Schiuse le labbra, i capelli mogano colpiti dalla luce proveniente dal giardino. Quell'odore di muschio mi offuscò i sensi. Perdevo i sensi quando stavo con lui, o forse sentivo tutto di più. Forse entrambe le cose. Si avvicinò così tanto che sentii i capelli sfiorarmi la fronte, poi si fermò. Il suo respiro sul mio era una cosa che ricordavo vagamente. Non credevo sarei arrivata a sentirlo un'altra volta. Non può essere reale, pensai. Questo è un semidio. C'era qualcosa di soprannaturale nel modo in cui mi prendeva.

Alzai lo sguardo. E poi accadde tutto in un istante. La sua mano si spostò fra la mandibola e il collo, sono sicura potesse sentire la giugulare pulsare. Forse lo fece per quello. Per capire se avessi il batticuore. Non so se considerarlo così furbo. Mi guardò per un secondo, e poi accadde tutto in un istante. Le sue labbra furono sulle mie e io sentii le mie spalle avvicinarsi alla parete ruvida. Ero premuta contro la parete dalla mano che aveva sul collo, e l'altra che aveva spostato sui miei fianchi. Avevo sospettato che non avesse mai avuto ragazze - per il modo assurdo in cui mi trattava, che lo faceva sembrare impacciato o forse semplicemente un ottimo stratega, non riuscivo a capirlo - ma quel momento mi fece vacillare. Il modo esperto con cui mi spinse faceva pensare ad anni di pratica. O forse fu l'istinto a prendere il sopravvento.

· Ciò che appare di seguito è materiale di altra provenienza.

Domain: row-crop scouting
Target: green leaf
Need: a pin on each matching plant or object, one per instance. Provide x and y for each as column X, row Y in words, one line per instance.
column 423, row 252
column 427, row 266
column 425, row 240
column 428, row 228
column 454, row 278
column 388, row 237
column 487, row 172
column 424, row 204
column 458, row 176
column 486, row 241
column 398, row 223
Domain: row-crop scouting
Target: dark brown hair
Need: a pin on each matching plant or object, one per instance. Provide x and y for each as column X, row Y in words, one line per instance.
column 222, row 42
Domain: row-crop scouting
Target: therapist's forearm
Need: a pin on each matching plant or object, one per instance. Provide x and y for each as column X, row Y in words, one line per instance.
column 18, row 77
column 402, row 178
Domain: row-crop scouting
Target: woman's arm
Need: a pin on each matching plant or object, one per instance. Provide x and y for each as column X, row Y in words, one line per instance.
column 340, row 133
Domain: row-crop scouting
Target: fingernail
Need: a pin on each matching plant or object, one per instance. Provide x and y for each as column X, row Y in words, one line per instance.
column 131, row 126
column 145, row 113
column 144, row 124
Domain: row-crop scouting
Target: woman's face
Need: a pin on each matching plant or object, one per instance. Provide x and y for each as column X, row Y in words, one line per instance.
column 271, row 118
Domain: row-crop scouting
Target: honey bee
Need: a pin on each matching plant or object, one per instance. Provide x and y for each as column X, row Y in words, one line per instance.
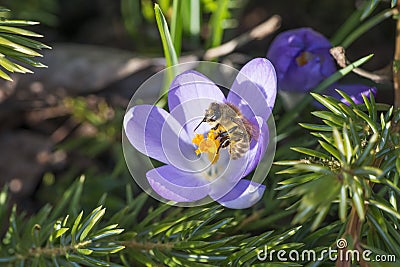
column 234, row 130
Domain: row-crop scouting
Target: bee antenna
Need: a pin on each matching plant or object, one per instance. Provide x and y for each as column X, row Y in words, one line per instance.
column 204, row 120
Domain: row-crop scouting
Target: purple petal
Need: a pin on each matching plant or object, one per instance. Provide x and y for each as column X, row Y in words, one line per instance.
column 304, row 78
column 355, row 91
column 290, row 45
column 254, row 89
column 189, row 96
column 229, row 173
column 155, row 133
column 173, row 184
column 244, row 195
column 258, row 147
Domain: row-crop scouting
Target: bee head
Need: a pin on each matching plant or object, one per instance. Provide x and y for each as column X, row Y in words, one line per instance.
column 212, row 115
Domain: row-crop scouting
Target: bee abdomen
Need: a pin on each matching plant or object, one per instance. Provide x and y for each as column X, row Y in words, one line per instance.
column 238, row 149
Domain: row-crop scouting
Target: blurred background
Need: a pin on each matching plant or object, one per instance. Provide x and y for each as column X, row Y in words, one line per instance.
column 65, row 120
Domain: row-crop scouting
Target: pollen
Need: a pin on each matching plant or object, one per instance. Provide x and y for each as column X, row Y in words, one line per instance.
column 207, row 145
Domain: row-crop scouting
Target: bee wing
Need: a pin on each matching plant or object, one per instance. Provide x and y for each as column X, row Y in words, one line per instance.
column 251, row 129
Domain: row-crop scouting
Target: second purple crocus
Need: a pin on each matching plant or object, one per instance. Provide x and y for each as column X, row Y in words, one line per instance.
column 302, row 60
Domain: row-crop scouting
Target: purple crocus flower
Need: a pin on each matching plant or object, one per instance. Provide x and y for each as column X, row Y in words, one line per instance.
column 302, row 60
column 168, row 137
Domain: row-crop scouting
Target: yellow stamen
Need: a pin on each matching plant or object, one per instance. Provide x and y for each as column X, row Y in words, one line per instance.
column 209, row 145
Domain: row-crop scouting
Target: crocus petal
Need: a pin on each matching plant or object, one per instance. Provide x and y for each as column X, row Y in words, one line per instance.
column 254, row 89
column 146, row 127
column 230, row 172
column 355, row 91
column 244, row 195
column 190, row 94
column 311, row 49
column 304, row 78
column 257, row 147
column 173, row 184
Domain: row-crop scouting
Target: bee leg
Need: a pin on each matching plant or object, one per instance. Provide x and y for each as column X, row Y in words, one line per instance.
column 225, row 141
column 215, row 127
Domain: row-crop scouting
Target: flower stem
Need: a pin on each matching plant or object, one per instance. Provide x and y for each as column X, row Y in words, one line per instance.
column 396, row 64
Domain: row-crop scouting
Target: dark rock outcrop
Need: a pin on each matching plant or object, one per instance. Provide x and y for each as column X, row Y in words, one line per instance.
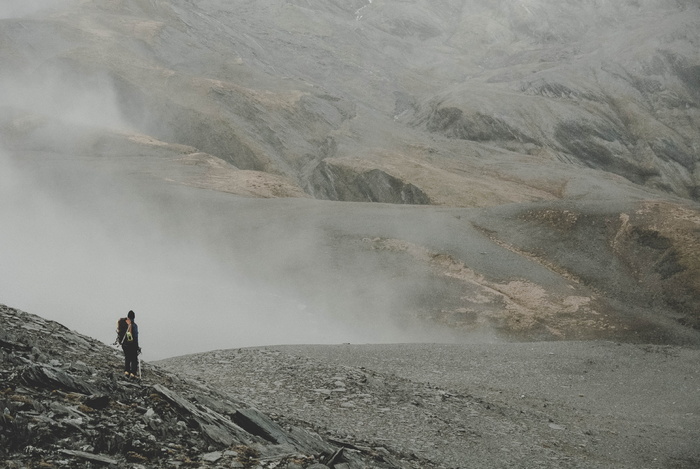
column 63, row 403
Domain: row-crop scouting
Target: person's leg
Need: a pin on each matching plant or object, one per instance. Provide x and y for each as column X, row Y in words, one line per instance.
column 133, row 361
column 127, row 361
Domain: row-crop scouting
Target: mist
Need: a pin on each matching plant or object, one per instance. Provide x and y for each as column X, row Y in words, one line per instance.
column 95, row 225
column 19, row 8
column 83, row 249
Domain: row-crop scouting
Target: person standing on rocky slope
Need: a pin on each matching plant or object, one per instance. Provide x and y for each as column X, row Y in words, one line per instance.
column 130, row 346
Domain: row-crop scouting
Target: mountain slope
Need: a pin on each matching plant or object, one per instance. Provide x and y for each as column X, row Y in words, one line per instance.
column 66, row 405
column 521, row 169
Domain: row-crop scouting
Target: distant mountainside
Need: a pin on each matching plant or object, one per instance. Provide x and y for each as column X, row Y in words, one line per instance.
column 553, row 144
column 386, row 101
column 66, row 404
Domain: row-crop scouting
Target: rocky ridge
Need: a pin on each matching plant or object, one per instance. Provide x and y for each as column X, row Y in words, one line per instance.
column 65, row 405
column 550, row 405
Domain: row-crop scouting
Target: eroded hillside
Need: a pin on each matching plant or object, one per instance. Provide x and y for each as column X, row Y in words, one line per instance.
column 538, row 162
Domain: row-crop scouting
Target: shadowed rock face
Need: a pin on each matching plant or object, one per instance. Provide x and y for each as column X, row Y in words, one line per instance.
column 558, row 138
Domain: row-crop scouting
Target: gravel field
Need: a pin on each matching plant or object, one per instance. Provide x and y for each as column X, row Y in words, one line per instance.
column 547, row 404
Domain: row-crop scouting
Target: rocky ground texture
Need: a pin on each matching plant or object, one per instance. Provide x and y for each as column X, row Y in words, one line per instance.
column 555, row 404
column 65, row 404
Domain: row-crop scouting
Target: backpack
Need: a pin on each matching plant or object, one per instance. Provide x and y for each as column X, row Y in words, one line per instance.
column 122, row 327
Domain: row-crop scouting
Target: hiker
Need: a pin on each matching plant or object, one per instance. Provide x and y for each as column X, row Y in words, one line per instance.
column 128, row 337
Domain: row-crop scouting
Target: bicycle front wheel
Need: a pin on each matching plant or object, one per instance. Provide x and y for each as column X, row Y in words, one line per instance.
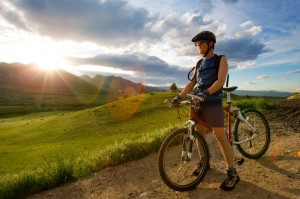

Rimanemmo attaccati per un lasso di tempo che non riesco a definire. Mi strinse a sé, prendendomi per la vita, ed io mi avvinghiai a lui come se fosse ossigeno e io fossi in apnea. Sembravano ore e secondi, non lo so. Si muoveva in modo quasi primitivo, dettato dall'urgenza di sfiorarmi, ma risultava comunque delicato.
Non riuscì a resistere più di così: dovevo staccarmi. Avevo un casino in testa, e troppe cose da risolvere. Lui sarebbe partito con Camilla, e questo bacio non avrebbe avuto motivo di esistere. C'era un mazzo di rose sul banco ad aspettarmi, e non era il suo. Gli appoggiai le mani sul petto, e lo spinsi via.
Stavo tremando, sotto di lui. Credo se ne accorse. "Hai freddo?" Disse, allontanando le mani dal collo e i fianchi. Ma non ci fu il tempo di chiarire. Arrossii, credo, improvvisamente cosciente del fatto che fossimo in università e coperti solo dalla penombra della stanza. Sperai nessuno ci avesse visto. Poi scattai fuori dalla porta. Pregando di dimenticare tutto.